Dr. Seidman holds a Ph.D. in health services research and a master of health science degree in health policy and management, both from the Johns Hopkins School of Public Health. His doctoral research involved the development of a tool to evaluate the quality of health information on the Internet and an assessment of what website characteristics influenced health information quality. He earned a bachelor of arts in political science from Brown University.

Due to his unique dissertation research and expertise, he has served as a consultant to independent oversight groups and government agencies in the assessment of electronic consumer health information, and has served as a peer reviewer for various scientific journals including The Journal of Medical Internet Research.
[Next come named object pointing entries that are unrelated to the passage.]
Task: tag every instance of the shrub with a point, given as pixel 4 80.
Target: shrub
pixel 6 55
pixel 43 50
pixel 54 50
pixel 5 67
He also authored the California Health-Care Foundation Issue Brief, “Lost in Translation: Consumer Health Information in an Interoperable World,” which examines what could be done to better integrate consumer health information standards into PHRs and the national health information network framework.

For 5 years, Dr. Seidman volunteered as president of the board of directors for Micah House, a transitional house in Washington, DC, for homeless women recovering from substance abuse. Seidman uses distance running as his own therapy of sorts, and has completed 27 marathons.

Cynthia Solomon is CEO of Access Strategies Inc, a health care consulting firm located in Sonoma, California. Her company specializes in research, development and implementation of special projects which focus on systems of care for at-risk populations including the indigent, chronically ill and uninsured. She has over 25 years experience as a health systems consultant in the private and public health sectors. Ms. Solomon is a co-founder of MiVia, an electronic personal health record for migrant and seasonal workers developed for a nonprofit coalition of health and service providers serving agricultural workers. In October 2005, MiVia was highlighted in the Presidential Commission Report on Systemic Interoperability, submitted to Congress (www.endingthedocumentgame.gov). MiVia is currently being implemented in California, Oregon, and two rural migrant health networks in New York.

Ms. Solomon’s company launched the FollowMe™ PHR in 2000. The FollowMe platform has been recognized as a pioneer in the field of PHRs and has been featured in several national publications including The Economist, Washington Post, Wall Street Journal, L.A. Times, Medical Ethics, and For the Record. She is a member of the Markle Foundation Connecting for Health Workgroup and participated in developing the recommendations and standards for interoperability between electronic health records (EHRs) and PHRs which was submitted to the Office of the National Coordinator for Health Information Technology (HHS) in July 2004. Ms. Solomon has presented testimony on PHR technology to the NCVHS NHII workgroup in April 2005. She has also presented testimony to the Consumer Empowerment Workgroup–American Health Information Community on the role of Government in PHR technology.

As the mother of a child diagnosed with hydrocephalus she is an experienced and committed health advocate and cofounder of the Hydrocephalus Association, a national support and advocacy organization for families and individuals living with hydrocephalus. Her son Alex has had multiple procedures and hospitalizations and it was her frustration with trying to manage and coordinate his complex medical information that led her to developing a Web-based PHR in 1999.